A Osvaldo tampoco le gustan los paradores, aunque estuvo ahí cuatro meses. “Son para renegar” describe. Osvaldo es paraguayo y trabajaba en una textil cuando vivía en Ciudadela --donde está su mujer con sus cuatro hijos-- y para él todo comenzó cuando “se venció” su DNI. Perdió el trabajo. Y fue difícil quedarse en la casa familiar “porque se meten en todo”.

Roberto no estuvo la noche del operativo. Osvaldo sí, estaba durmiendo y aceptó salir. “Me despertaron, me trataron lo más bien y no les pude decir que no --comparte--, vinieron con café y medialunas --se ríe--, porque me confundieron ¡con un turista!”. Sus compañeros la pelearon, cuenta, pero igual tuvieron que salir. Y da su número de celular, pide ayuda con la tramitación de su DNI extranjero. Quiere volver a trabajar en la textil, y a estar con su familia en Ciudadela. "Pero sin trabajo es dificil compartir, todo se pone dificil, la familia se mete, y uno no sabe con qué van a salir, por eso estoy acá, aunque me gustaría estar con ellos ahí".     

Los que eligen quedarse

Lola es devota de San Patricio. “La coraza de la fe es una oración para fortalecerte” explica, con buen ánimo. “A veces leo Página/12, la primera vez que me puse en contacto creo que me lo encontré tirado, y ahí vi el recordatorio de los desaparecidos --sorprende a esta cronista su relato--, yo no sabía nada de eso y lo conocí ahí”. Lola dice que “compraba Clarín por los clasificados”. Que “La Nación ya no", porque es muy caro. "Acá leo Diario Popular”, aunque le gusta más Crónica. "Porque habla de los fenómenos paranormales, pero acá no lo traen”, se resigna.
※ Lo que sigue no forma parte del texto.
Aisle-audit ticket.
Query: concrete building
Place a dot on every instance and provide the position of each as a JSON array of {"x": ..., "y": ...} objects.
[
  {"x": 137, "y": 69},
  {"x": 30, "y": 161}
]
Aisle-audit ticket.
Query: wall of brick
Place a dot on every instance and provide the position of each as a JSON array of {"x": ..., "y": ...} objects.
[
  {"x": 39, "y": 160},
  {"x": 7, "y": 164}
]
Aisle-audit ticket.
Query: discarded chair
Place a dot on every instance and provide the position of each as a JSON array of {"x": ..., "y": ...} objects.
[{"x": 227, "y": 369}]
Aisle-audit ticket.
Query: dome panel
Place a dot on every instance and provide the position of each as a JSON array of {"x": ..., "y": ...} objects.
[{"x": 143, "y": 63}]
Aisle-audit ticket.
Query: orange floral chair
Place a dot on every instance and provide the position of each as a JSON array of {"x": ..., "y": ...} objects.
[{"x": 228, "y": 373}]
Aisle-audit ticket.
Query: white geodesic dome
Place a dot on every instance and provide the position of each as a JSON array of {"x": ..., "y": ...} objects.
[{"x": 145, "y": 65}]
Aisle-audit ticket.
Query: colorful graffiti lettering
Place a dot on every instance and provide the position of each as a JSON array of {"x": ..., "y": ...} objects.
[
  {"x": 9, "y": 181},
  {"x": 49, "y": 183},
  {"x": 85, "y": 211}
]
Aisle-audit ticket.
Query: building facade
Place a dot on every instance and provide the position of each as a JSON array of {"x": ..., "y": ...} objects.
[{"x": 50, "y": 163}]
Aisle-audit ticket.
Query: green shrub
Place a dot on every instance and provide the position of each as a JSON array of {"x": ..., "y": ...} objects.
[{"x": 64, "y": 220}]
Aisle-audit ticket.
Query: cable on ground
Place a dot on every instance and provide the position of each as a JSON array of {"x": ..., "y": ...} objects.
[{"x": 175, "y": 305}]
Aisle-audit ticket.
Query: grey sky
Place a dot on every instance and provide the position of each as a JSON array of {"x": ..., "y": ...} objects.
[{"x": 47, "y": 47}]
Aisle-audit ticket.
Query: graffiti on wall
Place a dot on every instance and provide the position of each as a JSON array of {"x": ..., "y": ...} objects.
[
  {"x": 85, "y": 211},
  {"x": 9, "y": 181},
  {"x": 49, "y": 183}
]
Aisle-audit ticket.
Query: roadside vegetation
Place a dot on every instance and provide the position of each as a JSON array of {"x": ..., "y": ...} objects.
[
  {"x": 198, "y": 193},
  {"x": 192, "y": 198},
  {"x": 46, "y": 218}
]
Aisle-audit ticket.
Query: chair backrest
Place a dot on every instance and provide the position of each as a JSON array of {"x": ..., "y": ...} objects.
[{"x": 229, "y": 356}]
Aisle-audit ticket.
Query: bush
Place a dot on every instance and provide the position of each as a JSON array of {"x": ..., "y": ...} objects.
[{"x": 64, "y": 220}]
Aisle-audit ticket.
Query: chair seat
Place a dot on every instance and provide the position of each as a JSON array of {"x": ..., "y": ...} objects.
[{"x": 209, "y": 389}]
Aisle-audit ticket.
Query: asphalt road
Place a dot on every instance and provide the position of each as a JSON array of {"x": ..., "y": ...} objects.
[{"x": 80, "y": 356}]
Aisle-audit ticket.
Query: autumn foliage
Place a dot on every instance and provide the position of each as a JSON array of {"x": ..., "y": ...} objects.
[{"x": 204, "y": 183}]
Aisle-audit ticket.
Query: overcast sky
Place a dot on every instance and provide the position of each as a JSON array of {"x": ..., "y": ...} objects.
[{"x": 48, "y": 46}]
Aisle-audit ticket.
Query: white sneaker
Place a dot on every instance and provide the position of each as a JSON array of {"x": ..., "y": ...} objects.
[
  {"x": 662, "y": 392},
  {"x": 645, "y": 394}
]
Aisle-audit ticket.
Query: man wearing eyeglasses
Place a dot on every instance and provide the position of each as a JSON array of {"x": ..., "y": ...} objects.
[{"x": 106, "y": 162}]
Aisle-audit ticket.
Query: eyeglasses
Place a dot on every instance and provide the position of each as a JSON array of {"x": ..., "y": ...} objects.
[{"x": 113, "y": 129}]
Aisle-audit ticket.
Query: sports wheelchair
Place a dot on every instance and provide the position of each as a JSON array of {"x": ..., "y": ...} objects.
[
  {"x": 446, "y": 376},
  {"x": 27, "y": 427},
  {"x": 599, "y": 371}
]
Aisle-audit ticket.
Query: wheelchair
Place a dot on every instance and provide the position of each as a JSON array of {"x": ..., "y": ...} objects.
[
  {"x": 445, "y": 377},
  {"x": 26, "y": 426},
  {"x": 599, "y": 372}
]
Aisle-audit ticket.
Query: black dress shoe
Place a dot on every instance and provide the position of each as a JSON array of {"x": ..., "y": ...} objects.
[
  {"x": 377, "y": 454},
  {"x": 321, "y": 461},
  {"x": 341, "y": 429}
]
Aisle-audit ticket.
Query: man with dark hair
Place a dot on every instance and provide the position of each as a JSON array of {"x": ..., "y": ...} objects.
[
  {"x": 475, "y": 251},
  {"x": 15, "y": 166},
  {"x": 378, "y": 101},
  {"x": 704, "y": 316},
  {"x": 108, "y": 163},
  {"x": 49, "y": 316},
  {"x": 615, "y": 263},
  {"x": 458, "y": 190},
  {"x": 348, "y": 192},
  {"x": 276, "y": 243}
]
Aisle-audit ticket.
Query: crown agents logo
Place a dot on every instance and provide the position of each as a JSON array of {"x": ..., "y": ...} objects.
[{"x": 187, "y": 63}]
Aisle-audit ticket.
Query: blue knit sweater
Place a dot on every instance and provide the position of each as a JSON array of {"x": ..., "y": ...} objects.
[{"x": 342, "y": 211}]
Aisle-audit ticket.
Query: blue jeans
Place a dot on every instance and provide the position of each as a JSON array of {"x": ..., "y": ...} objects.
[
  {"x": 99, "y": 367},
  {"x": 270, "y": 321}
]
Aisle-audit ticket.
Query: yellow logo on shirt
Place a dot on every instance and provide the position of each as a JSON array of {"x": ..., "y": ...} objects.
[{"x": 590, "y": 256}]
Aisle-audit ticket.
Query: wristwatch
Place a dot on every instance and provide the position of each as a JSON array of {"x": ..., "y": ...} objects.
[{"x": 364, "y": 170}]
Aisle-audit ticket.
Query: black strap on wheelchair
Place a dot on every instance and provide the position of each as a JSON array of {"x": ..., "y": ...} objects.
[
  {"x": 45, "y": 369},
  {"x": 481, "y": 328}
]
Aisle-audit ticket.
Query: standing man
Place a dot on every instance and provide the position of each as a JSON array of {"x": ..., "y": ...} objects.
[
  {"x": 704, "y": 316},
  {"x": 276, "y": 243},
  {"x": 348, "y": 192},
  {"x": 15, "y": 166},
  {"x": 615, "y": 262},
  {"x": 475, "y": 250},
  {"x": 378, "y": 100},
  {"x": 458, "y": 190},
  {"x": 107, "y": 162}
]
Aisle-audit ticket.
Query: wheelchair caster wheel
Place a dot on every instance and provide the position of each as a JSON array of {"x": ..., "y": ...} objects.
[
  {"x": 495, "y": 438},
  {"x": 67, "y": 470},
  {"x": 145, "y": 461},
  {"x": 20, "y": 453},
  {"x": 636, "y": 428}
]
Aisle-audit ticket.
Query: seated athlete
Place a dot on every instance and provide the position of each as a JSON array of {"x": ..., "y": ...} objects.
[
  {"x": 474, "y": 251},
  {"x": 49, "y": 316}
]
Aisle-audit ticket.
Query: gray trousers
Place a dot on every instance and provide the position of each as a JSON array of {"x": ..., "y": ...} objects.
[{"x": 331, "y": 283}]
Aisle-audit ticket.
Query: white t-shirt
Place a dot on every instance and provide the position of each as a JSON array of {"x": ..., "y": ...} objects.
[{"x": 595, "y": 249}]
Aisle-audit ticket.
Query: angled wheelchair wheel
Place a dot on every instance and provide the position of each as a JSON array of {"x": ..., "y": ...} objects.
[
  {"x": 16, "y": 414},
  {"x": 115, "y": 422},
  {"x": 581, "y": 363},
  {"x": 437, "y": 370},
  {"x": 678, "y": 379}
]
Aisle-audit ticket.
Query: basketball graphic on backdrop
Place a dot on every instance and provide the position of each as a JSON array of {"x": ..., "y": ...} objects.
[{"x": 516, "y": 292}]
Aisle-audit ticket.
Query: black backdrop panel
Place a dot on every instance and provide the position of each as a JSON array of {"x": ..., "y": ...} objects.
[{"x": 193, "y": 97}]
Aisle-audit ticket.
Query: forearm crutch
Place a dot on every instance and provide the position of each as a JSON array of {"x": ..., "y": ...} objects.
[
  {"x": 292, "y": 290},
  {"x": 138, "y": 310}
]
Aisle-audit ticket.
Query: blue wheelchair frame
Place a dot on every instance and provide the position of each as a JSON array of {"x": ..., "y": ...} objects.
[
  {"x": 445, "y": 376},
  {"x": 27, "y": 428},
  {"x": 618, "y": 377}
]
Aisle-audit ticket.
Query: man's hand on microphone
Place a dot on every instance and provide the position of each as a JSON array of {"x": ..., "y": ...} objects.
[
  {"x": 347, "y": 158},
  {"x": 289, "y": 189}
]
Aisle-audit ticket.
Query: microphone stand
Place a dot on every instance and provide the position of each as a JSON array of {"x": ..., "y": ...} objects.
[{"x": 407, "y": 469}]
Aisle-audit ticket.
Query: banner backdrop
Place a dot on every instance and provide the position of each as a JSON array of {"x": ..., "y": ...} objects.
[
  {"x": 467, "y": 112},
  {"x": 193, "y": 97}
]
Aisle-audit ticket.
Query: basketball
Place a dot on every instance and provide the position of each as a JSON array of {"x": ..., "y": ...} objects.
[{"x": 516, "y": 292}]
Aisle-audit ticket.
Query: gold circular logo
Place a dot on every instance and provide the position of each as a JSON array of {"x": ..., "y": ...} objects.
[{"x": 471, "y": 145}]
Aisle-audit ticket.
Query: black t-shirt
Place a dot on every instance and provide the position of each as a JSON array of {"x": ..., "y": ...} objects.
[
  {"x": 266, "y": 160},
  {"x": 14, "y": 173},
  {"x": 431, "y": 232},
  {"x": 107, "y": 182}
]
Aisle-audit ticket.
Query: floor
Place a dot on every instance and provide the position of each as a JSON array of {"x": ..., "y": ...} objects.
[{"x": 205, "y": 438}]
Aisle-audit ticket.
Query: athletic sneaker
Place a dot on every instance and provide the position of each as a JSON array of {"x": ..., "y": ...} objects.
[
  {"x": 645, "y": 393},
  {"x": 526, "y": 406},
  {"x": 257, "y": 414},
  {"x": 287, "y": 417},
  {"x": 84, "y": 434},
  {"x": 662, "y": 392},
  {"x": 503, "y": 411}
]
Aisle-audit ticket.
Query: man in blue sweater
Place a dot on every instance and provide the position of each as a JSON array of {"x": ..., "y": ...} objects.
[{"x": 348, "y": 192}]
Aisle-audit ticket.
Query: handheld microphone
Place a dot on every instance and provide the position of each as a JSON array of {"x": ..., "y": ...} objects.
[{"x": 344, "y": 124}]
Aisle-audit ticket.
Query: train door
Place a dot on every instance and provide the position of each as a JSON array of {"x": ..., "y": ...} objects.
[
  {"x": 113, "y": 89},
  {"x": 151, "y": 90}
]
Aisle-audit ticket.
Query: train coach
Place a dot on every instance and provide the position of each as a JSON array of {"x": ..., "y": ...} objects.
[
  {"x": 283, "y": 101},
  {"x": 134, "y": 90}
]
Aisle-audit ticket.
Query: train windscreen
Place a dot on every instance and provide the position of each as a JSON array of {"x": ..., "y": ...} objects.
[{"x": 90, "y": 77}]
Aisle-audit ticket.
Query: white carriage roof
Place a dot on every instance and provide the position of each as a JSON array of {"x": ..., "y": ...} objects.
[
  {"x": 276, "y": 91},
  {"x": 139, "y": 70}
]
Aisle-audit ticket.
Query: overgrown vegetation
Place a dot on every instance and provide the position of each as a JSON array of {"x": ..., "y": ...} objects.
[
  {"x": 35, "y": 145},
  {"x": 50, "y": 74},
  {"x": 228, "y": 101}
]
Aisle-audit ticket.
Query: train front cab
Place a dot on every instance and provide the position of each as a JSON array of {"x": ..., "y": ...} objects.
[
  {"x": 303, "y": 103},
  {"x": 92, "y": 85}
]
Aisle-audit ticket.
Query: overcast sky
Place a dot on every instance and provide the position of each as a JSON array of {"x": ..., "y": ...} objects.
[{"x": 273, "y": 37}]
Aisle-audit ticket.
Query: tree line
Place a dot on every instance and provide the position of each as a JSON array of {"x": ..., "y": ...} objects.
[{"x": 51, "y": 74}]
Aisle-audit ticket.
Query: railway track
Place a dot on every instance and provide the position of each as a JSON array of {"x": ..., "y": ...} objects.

Tuvo cáncer, dice Lola. Se entregó a “la oración” y dejó todo. “Pero salvé mi vida, porque elegí rezar". Incluso tenía un celular "y lo dejé como ofrenda a la virgen, por eso me salvé --insiste-- y estoy viva”, es lo que más le importa. “Soy maestra” dice. Y entiende que el desalojo fue necesario porque había mucha gente “muy mal, desnutridos, con piojos, ir al baño era una tortura porque quedan lejos de donde estábamos”. 

David se acerca y saluda, da la mano. Algo extraño entre la gente que vive en la vereda. “Los Mutantes” se define a sí mismo y a sus compañeros. Así se llaman entre ellos, “porque estamos excluidos, somos los que quedamos afuera”, explica. Muestra su DNI, donde se lo ve con más peso. “Pesaba 105 kilos, pero murió mi mujer y todo se vino abajo” detalla. Su madre murió de covid, su esposa “por neumonía”. Ahora “dame un vino y una pipa, quiero drogarme y tomar, para no tener tanto rencor, para no llorar todo el día” dice. Sus ojos brillan. Hay dolor en sus palabras. No hay asado entre “los mutantes”, aunque lo anuncia, ironiza. Hay un ardor que lo enceguece pero pide “sin fotos, por mis hijos”. No quiere que lo vean así. “No quiero que me vean acá”, explica.

Lola no piensa en nadie, dice. “Yo elegí estar acá, hay seguridad, inspectores, policías, parece una base militar. Yo ya tuve una casa --cuenta--, ahora, solo me gustaría una sopa caliente cuando hace frío, nada más”. Aunque a ella le gusta el aire libre dice. “Adentro no se podía estar porque las empresa de limpieza --enumera cuatro-- usan un kerosene secuestrante” que le hace mal a los pulmones. 

Y encima “vienen los del 108 --la línea de atención social de CABA-- y me quieren dar una frazada --agrega-- ¡pero es pesada y no puedo moverme con una frazada de dos plazas! Además, no es por criticar --continúa--, pero... podría ser más amable la gente del 108”, evalúa, seriamente. Lola quiere un celular para llamar a la Cruz Roja “y que traiga medicamentos”. Y repasa los nombres de todas las organizaciones solidarias que se acercan a colaborar. Tiene buena memoria. Y antes de despedirse pregunta: "¿Cómo está Wanda Nara?".